2.2. Neuropsychological Test Battery

We assessed the following cognitive domains: episodic memory (Immediate and delayed recall of a 15-word list [36]; immediate and delayed prose recall; Carlesimo et al., 2002; Rey’s figure form A reproduction [37]), short-term memory (Corsi Block Tapping test. [38]; Digit Span Forward; [38]), executive functions (Modified Card Sorting test [39]), language (Naming subtest of the Aachener Aphasia test [40]), abstract reasoning (Raven’s Coloured Progressive Matrices [36]), and constructive praxis (Copy of Drawings and Copy of Drawings with Landmarks [36]). Published normative data for score adjustment according to age, education, and gender as well as normality cutoff scores (corresponding to a performance ≥95% of the lower tolerance limit of the normal population distribution) were available.

2.3. General Design

PD patients were evaluated after one month of full dosage, stable dopamine treatment. They were assessed in two experimental conditions performed on different days, with an intersession interval of about one month. In one condition, PD subjects performed the experimental tasks in the morning after 18/24 h of drug withdrawal (“Off” condition; CAPIT [41]). In the other condition, they were examined 90–120 minutes after the first morning administration of levodopa and/or dopamine agonists, considered as their best “on” condition. NCs performed the experimental tasks in two different sessions, with an intersession interval of about one month, called “blue” and “green.” The tests were given in the morning without taking drugs. The “blue” session was associated with the off session and the “green” one with the on session. The order of the experimental conditions (off/blue versus on/green) was randomized across subjects.

2.4. Experimental Cognitive Battery
2.4.1. Digit Span Backward

In this task [38], subjects are instructed to repeat strings of digits (varying in length from 3 to 9 digits) read by the examiner in the reversed order. The score is the longest sequence correctly reproduced (score range: 0–9). Based on performance on this task, patients and NCs were classified as low and high performers.

2.4.2. Stroop Test

The Stroop test [42] is commonly used to assess executive deficits in neurological populations [43]. It includes three subtests, each consisting of a sheet paper displaying 100 stimuli regularly aligned in ten columns and ten rows. The subject has to scrutinize the sheet paper, as quickly as possible, beginning at the left upper board and proceeding vertically down to the tenth column on the right. In the first subtest (word reading subtest), the subject has to read five colour-name words (red, blue, green, brown, and violet). In the second subtest (naming colours subtest), the subject is presented with coloured squares (i.e., above colours) and is asked to name their colours. In the third subtest, written words representing the above colours are shown in conflicting colours (e.g., the word red written with blue ink) and the subject has to name the ink colour of the printed word but not read the word (resistance to interference subtest). To evaluate performance, response times (i.e., the time needed to complete the subtest) and accuracy (i.e., sum of subject’s correct answers) are recorded for each subtest.

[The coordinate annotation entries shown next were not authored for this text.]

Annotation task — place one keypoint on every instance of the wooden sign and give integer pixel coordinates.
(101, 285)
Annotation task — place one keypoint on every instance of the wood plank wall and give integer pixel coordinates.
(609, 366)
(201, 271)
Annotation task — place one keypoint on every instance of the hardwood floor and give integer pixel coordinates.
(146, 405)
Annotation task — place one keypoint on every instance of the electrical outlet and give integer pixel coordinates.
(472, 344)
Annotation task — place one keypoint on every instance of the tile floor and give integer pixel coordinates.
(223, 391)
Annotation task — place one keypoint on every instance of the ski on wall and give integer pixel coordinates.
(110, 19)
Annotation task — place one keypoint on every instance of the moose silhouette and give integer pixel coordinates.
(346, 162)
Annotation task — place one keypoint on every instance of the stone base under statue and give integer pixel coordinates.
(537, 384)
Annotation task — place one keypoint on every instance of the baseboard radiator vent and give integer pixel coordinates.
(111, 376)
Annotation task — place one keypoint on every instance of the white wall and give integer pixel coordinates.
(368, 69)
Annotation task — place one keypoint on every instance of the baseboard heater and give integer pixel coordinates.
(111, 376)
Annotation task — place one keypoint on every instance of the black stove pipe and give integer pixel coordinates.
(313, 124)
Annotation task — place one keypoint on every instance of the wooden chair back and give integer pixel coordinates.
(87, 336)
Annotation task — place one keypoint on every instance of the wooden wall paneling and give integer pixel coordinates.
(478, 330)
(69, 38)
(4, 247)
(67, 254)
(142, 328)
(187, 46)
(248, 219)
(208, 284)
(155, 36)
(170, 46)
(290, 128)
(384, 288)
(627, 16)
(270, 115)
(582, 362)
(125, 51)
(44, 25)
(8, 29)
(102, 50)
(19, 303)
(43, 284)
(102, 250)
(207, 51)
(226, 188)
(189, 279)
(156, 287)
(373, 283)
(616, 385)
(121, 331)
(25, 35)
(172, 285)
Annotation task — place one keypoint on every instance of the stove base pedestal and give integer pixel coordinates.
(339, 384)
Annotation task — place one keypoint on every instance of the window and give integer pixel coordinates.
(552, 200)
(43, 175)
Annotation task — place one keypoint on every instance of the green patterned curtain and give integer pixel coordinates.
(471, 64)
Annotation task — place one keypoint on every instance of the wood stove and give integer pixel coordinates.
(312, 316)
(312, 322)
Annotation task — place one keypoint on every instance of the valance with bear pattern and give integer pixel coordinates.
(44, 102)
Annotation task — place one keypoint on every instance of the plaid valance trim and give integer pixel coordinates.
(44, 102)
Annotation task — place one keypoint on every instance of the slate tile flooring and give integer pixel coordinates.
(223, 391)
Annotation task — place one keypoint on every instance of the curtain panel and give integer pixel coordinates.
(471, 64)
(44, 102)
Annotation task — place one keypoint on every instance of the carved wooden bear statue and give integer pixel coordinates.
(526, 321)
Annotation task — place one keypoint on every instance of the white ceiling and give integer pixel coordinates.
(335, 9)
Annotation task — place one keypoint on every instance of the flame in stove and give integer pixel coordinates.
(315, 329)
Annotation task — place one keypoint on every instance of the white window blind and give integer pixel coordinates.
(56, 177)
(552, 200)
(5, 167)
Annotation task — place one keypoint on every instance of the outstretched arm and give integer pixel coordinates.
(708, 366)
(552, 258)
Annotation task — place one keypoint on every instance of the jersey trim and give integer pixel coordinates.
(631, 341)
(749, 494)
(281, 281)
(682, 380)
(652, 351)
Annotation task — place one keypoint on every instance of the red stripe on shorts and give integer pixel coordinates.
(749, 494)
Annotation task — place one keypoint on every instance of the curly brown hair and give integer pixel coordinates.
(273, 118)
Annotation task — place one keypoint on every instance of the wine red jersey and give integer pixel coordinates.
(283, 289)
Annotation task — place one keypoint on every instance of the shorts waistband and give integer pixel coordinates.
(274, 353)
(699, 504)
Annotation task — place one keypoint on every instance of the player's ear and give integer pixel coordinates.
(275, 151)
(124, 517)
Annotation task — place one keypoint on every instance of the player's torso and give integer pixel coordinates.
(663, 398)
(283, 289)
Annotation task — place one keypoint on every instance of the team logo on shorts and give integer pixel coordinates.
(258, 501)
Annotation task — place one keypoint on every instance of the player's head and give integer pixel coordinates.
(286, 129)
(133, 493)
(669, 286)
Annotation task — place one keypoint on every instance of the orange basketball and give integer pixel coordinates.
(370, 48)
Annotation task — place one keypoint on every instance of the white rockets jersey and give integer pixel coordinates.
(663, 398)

2.4.3. Verbal Fluency Tasks

For this test, two parallel forms were constructed and their order of administration was randomized across the two experimental therapy conditions and across subjects. Each form consists of three subtests: (i) phonemic [36], (ii) semantic [44], and (iii) alternate phonemic/semantic fluency [45, 46]. On the phonemic subtest, the subject is requested to generate words beginning with the letters “A,” “F,” and “S” (or, with the letters “C,” “E,” and “L,” on the parallel form) in three different trials, each lasting 60 seconds. In the semantic subtest, the subject is asked to say words belonging to the “colours,” “animals” and “fruits” categories (or, “threes,” “furniture,” and “cities,” in the parallel form) in three different trials, which also lasted 60 seconds each. The alternate phonemic/semantic task is an extradimensional shifting task [45, 46] in which subjects have to continuously alternate words beginning with a specific letter with words belonging to a particular category as follows: trial (1) letter “A” and “colours”; trial (2) letter “F” and “Animals”; trial (3) letter “S” and “Fruits” (letter “C” and “Threes”; letter “E” and “furniture”; letter “L” and “Cities,” in the three trials of the parallel form, resp.). Three trials were given, each lasting 60 sec. At the beginning of each fluency task, a training trial was given to be sure the subject understood the rules of the task. The number of words correctly generated within 60 sec. was recorded.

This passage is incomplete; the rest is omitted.